Entering a small Newfoundland outport in the middle of the 19th century, a visitor would have been struck by a number of features of the cultural landscape - features which are now gone or altered, except in very few communities. The visitor would arrive by sea, since there were few roads, and at the water's edge would have seen numerous wharves extending out from the shore. At the head of most of these wharves would have been a stage, a single-storey shed for the splitting and the making of the fish. At the landward end of the wharf might have been a series of other sheds for various types of storage and fishery-related work.
Photo by Holloway. From J.A. Cochrane, The Story of Newfoundland, (Montreal: Ginn and Company, 1938) 102.
Farther back from the shoreline but facing the sea would have been the houses. While the earlier houses or those of less-prosperous fishers would have been small, single-storey, gable-roofed structures, by the 1850s most outport houses would have had two or and two-and-a-half storeys with a centre-hall plan. The larger ones would have had four rooms on the main floor, the smaller two rooms with a lean-to (or linhay) at the back. Surrounding these houses and, indeed, all properties and gardens, would have been fencing of various types to protect trees and vegetable gardens from goats or other wandering livestock. Nowadays, few communities have more than a scattering of these gable-roofed houses. Even their successors, houses with mansard roofs or low-pitched roofs, have been replaced by the various forms of the post-confederation bungalow.

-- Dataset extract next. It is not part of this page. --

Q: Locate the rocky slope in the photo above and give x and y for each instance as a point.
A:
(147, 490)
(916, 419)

Dependant upon the size of the outport, there might be a local merchant whose premises would also stand at the water's edge. The premises would have included a retail store which likely contained the office, sheds for the storage of salt fish, twine lofts, perhaps a cooperage and a smithy. The roof form of these buildings varied. They could be gable, as were most of the buildings of the community, but they could also be gambrel, a form in which the roof has two pitches, instead of just one, in each slope. The upper pitch (nearest the peak of the roof) is comparatively slight, the lower pitch (nearer the eaves) is much steeper. Such a roof allows for greater headroom in the top story and is consequently more efficient for storage.
Spread throughout the community would be acres of flakes: flat platforms made of limbed trees set on poles, on which the split cod were laid out to dry. The flakes were everywhere: on the shore, by and between houses. Frequently the local paths ran beneath them. The flake is probably the strongest feature of the built environment that distinguishes Newfoundland from any other place in the world.
From J.A. Cochrane, The Story of Newfoundland, (Montreal: Ginn and Company, 1938) 99.
Often set somewhat at a remove from these domestic and commercial structures was the church. Initially a small and simple building, by the mid-19th century it had, if Anglican, taken on the style of the Gothic Revival. That meant a steeply-pitched roof and a number of gothic details, notably the pointed arch used in door and window openings. Most had towers although not all were built in the initial stage of the church's construction. If the clergyman of the day had a sophisticated sense of the gothic, the tower might be set to one side of the gable. Catholic churches were built in both the Gothic and Classical styles, with the Classical predominating as the century progressed. Dissenter churches (Methodist, Congregationalist and Presbyterian) were quite eclectic in design but by mid-century tended to use the fashionable Gothic Revival style. On the Labrador coast, the Moravians built in their own distinctive form.
Near the church might be found the halls of the fraternal lodges which the community supported: most commonly the Orange Order and Society of United Fishermen (S.U.F.) lodges. These would have been large buildings on the pattern of the merchant's stores with, like them, either gable or gambrel roofs. The S.U.F. lodges are immediately distinguishable by their triangular symbol, a shape they sometimes carried into the windows.
In St. John's and in the major harbours, the range of buildings would have been greater than in the outports. In response to the higher levels of population and of trade, more varied commercial and institutional structures were built, including banks, courthouses, schools and parish halls. Later in the century, a sort of multi-function government building was constructed in the major towns, housing the telegraph office, post office, and court. The most important centres (St. John's, Harbour Grace, Carbonear), were distinguished not only by the variety of types of building, but also by the materials used. In these centres a number of buildings were constructed of brick or stone, frequently because the numerous and costly fires made it an insurance requirement.